The basic internet service is datagram oriented and provides for the fragmentation of datagrams at gateways, with reassembly taking place at the destination internet protocol module in the destination host. Of course, fragmentation and reassembly of datagrams within a network or by private agreement between the gateways of a network is also allowed since this is transparent to the internet protocols and the higher-level protocols. This transparent type of fragmentation and reassembly is termed "network-dependent" (or intranet) fragmentation and is not discussed further here.

  • Quite a bit of reading, but really comprehensive
    – tsp216
    May 15, 2017 at 11:28

1) (IP) packets are created by the network layer. While TCP has its own transmission size, MSS, that should correspond to the path MTU, it can send larger segments that must be fragmented (and potentially even reassembled) on the Internet layer. (The path MTU is not easily discovered and the MSS may be too large.)

2) Packet reassembly happens at the network layer. The transport layer doesn't handle packets.


Originally there were two separate division and reassembly processes.

At the transmitter, TCP would segment a data stream into segments, each of which would be sent as an IP packet. If the packets were too large to pass over a particular network link then each IP packet could be further split by the IP layer, either at the sending host or at an intermediate router in a process known as Fragmentation.

There is a bit in the IP header called "don't fragment", if this bit is set then the IP layer will not fragment the packet, instead it is supposed to generate an ICMP error.

Reassembly is always performed by the same layer that performed the splitting, so IP fragmentation is reassembled by the IP implementation on the receiving host, TCP segments are reassembled by the TCP implementation on the receiving host.

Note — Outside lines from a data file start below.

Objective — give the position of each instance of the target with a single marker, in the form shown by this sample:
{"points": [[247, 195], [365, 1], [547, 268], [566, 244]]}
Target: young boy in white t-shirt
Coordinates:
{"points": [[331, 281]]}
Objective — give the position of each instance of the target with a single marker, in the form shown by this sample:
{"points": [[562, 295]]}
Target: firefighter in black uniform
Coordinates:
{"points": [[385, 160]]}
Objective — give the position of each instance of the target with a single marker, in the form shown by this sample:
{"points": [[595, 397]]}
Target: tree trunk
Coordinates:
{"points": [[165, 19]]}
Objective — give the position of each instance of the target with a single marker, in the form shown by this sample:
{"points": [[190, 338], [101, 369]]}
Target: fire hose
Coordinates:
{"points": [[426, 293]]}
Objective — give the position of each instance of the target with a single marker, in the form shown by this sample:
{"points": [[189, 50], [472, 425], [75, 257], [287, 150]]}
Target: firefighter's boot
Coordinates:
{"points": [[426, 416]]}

IP fragmentation has a few problems.

  1. The packet identifier field is too damn small, this creates a risk of incorrect reassembly at high data rates.
  2. If any fragment is lost then fragment reassembly will time out and none of the fragments will be delivered to TCP, therefore they will all have to re retransmitted.
  3. A slight reduction in MTU can result in nearly every packet being fragmented dramatically reducing the average packet size.
  4. Splitting is cheap, but reassembly is a relatively expensive process. Doing it twice makes little sense.
  5. Only the first fragment has transport layer headers, this poses problems for firewalls.

Therefore, modern TCP implementations do not allow their packets to be fragmented, instead they use a process known as "path MTU discovery", where the sender sends packets with the "don't fragment" bit set and if it gets ICMP errors, the packet size is reduced. This does cause some problems of it's own though.

UDP over IPv4 is still fragmented in the traditional way unless the application requests otherwise.

IPv6 forbids fragmentation in the network entirely, fragmentation support still exists but fragmentation is only supposed to be performed by the sending host this is no problem for TCP, since modern TCP implementations disable fragmentation anyway, it can be more of a challenge for UDP though.